Terraform is the industry-standard tool for Infrastructure as Code (IaC) — defining cloud infrastructure as declarative HCL configuration that can be version-controlled, reviewed, and applied reproducibly. The value proposition is real: no more manual console clicks, no more "works in staging but not production" configurations, no more knowledge silos about how infrastructure is set up. The pitfalls are equally real: state corruption, accidental resource deletion, and modules that become maintenance nightmares.
Project Structure for Production
infrastructure/
├── modules/ # Reusable modules
│ ├── vpc/
│ │ ├── main.tf
│ │ ├── variables.tf
│ │ └── outputs.tf
│ ├── eks-cluster/
│ ├── rds-postgres/
│ └── ecs-service/
├── environments/ # Environment-specific configurations
│ ├── prod/
│ │ ├── main.tf # Uses modules with prod-specific values
│ │ ├── variables.tf
│ │ └── backend.tf # Points to prod state file
│ ├── staging/
│ └── dev/
└── global/ # Cross-environment resources (Route53, IAM)
├── main.tf
└── backend.tf
This structure separates reusable infrastructure patterns (modules) from environment-specific configuration (environments). Each environment is an independent Terraform root module with its own state file.
Remote State with S3 and DynamoDB Locking
Local state (terraform.tfstate) is never acceptable in a team environment. Remote state in S3 with DynamoDB locking is the standard AWS pattern:
# bootstrap/main.tf — create state infrastructure first (bootstrapping)
resource "aws_s3_bucket" "terraform_state" {
bucket = "company-terraform-state-${data.aws_caller_identity.current.account_id}"
# Prevent accidental deletion:
lifecycle {
prevent_destroy = true
}
}
resource "aws_s3_bucket_versioning" "terraform_state" {
bucket = aws_s3_bucket.terraform_state.id
versioning_configuration {
status = "Enabled" # Every state change is versioned — rollback possible
}
}
resource "aws_s3_bucket_server_side_encryption_configuration" "terraform_state" {
bucket = aws_s3_bucket.terraform_state.id
rule {
apply_server_side_encryption_by_default {
sse_algorithm = "aws:kms" # Encrypt state at rest
}
}
}
resource "aws_dynamodb_table" "terraform_locks" {
name = "terraform-state-locks"
billing_mode = "PAY_PER_REQUEST"
hash_key = "LockID"
attribute {
name = "LockID"
type = "S"
}
}
# environments/prod/backend.tf:
terraform {
backend "s3" {
bucket = "company-terraform-state-123456789012"
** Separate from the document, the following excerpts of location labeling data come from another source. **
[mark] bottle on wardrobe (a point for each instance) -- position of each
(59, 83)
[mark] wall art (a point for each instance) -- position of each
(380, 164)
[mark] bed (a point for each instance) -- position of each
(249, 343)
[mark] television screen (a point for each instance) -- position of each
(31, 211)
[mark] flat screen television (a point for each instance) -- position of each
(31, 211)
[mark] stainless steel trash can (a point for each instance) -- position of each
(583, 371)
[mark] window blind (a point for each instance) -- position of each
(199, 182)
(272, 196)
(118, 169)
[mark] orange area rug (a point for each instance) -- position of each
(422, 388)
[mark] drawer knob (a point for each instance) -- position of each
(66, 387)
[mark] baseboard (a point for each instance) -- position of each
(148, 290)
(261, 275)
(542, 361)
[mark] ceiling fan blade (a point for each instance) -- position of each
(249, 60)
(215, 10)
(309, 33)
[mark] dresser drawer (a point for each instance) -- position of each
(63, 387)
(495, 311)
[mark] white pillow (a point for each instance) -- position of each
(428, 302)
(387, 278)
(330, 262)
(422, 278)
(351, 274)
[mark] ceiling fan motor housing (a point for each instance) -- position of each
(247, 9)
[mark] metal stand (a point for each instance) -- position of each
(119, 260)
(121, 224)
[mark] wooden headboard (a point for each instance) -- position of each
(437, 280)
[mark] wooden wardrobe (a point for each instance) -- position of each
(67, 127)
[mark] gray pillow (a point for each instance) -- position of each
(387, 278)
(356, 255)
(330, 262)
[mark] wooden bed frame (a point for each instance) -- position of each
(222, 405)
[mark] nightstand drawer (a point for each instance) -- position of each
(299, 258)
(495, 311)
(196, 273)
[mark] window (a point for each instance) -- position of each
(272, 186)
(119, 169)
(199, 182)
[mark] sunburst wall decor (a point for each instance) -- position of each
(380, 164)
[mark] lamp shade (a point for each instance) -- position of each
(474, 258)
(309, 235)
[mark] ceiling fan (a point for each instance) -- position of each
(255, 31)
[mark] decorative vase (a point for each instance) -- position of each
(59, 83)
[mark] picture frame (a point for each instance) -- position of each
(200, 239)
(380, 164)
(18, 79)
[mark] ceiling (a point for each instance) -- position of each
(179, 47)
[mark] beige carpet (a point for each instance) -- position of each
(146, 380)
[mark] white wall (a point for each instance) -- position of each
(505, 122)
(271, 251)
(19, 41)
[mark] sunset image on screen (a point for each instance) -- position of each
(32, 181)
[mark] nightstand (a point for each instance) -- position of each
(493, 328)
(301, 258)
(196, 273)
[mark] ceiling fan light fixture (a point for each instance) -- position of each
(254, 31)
key = "prod/terraform.tfstate" # Unique key per environment
region = "us-east-1"
encrypt = true
dynamodb_table = "terraform-state-locks" # DynamoDB for locking
}
}
DynamoDB locking prevents two engineers from running terraform apply simultaneously — concurrent applies on the same state cause corruption. One apply blocks while the other holds the lock.
Module Design Patterns
# modules/rds-postgres/main.tf — reusable RDS module:
variable "identifier" {
description = "Database instance identifier"
type = string
}
variable "instance_class" {
description = "RDS instance type"
type = string
default = "db.t3.medium"
}
variable "allocated_storage_gb" {
type = number
default = 20
}
variable "environment" {
description = "Environment name (used for tagging)"
type = string
validation {
condition = contains(["prod", "staging", "dev"], var.environment)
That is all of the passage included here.